パキスタンで50.2℃観測 4月の世界最高気温か
先月パキスタンで、とてつもない気温の記録が作られました。南部のナワブシャでは30日(月)日中の気温が50.2℃まで上がり、パキスタンにおける4月の最高気温の記録を塗り替えたのです。同市は、3月にも45.5℃まで気温が上がり、国内の3月の気温の記録を更新したばかりでした。
世界記録の可能性も
ところで、これまで4月に観測された、世界で最も高い気温は何度でしょうか。
かつてメキシコのサンタ・ロサでは、4月に51℃という気温が観測されたことがあります。しかし気象学者のクリストファー=バート氏によると、この気温は疑問があるとのことで、今回のパキスタンの50.2℃が、4月の世界記録である可能性があるといいます。
ただ気象の記録を管理している世界気象機関は、月別の最高気温の記録をとっていないために、この記録が公式に認められるわけではないようです。
本格的な暑さはこれから
パキスタンでは7月や8月ごろは雨季(モンスーン)に当たるため、一年で最も暑いのは、雨季の始まる直前の5月後半から6月です。

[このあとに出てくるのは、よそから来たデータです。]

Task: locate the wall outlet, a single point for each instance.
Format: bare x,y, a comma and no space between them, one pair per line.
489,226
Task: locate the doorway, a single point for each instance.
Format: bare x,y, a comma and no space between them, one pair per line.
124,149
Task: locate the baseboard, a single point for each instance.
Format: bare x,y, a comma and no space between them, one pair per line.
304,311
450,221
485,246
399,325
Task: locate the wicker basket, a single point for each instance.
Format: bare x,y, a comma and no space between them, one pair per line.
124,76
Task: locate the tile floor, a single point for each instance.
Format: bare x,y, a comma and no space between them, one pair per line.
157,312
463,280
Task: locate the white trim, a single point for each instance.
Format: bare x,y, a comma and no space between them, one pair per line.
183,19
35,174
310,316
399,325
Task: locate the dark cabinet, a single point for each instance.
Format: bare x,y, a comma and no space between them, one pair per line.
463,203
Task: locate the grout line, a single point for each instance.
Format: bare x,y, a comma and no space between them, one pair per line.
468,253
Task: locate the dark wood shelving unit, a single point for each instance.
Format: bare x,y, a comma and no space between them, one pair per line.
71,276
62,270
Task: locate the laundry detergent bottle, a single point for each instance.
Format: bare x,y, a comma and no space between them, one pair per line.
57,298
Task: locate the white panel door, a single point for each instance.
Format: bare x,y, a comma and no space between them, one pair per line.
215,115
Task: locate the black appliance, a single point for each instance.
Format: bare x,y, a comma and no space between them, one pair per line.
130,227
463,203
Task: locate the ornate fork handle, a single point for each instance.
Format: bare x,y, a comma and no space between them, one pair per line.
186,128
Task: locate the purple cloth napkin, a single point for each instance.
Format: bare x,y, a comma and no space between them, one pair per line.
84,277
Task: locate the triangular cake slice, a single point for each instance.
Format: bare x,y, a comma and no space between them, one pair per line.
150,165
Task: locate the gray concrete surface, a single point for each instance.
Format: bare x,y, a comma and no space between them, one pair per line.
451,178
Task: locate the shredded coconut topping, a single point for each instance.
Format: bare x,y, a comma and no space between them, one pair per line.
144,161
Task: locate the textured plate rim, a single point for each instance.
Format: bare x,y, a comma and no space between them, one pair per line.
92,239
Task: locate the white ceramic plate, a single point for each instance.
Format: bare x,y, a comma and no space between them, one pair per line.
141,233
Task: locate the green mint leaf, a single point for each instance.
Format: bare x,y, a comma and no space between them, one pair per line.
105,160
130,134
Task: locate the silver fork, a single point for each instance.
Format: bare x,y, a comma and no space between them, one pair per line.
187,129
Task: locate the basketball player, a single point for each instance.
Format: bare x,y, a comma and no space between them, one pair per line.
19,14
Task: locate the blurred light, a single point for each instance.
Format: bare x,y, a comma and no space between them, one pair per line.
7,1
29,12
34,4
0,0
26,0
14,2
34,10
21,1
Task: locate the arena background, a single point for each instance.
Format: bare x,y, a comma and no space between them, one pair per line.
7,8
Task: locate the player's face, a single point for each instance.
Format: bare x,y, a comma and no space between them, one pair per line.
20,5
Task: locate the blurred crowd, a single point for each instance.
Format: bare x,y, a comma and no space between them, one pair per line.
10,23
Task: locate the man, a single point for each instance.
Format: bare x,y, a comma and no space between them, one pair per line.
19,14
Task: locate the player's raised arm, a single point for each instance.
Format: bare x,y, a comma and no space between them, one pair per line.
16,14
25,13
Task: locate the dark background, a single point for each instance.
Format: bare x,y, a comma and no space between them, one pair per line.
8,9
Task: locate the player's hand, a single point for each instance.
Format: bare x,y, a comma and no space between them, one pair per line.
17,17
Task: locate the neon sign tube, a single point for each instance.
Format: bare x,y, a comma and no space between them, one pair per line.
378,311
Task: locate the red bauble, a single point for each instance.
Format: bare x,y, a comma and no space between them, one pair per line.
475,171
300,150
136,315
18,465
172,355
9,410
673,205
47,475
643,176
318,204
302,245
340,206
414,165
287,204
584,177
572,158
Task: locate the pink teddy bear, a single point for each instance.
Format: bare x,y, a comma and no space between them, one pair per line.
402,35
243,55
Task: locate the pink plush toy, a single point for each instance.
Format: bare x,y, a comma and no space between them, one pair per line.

つまり、これからさらに気温が上がるのです。
パキスタンの最高気温記録であり、アジア記録でもある、2010年にモヘンジョダロで観測された53.5℃も、5月末に観測されています。
ラマダンと酷暑
高温に加え懸念されるのは、これから始まるラマダンです。
今年のラマダンは5月16日から6月14日ですが、この時期はイスラム教徒の人たちは、日の出から日の入りまでの最も暑い時間帯に、水を含む一切の飲食が禁じられています。ラマダンに記録的な酷暑が重なれば、熱中症や脱水症状などによる命の危険がさらに高まります。
2015年6月下旬には、熱波とラマダンの時期が重なり、パキスタン南部で1,500人が亡くなるという痛ましい出来事が起きています。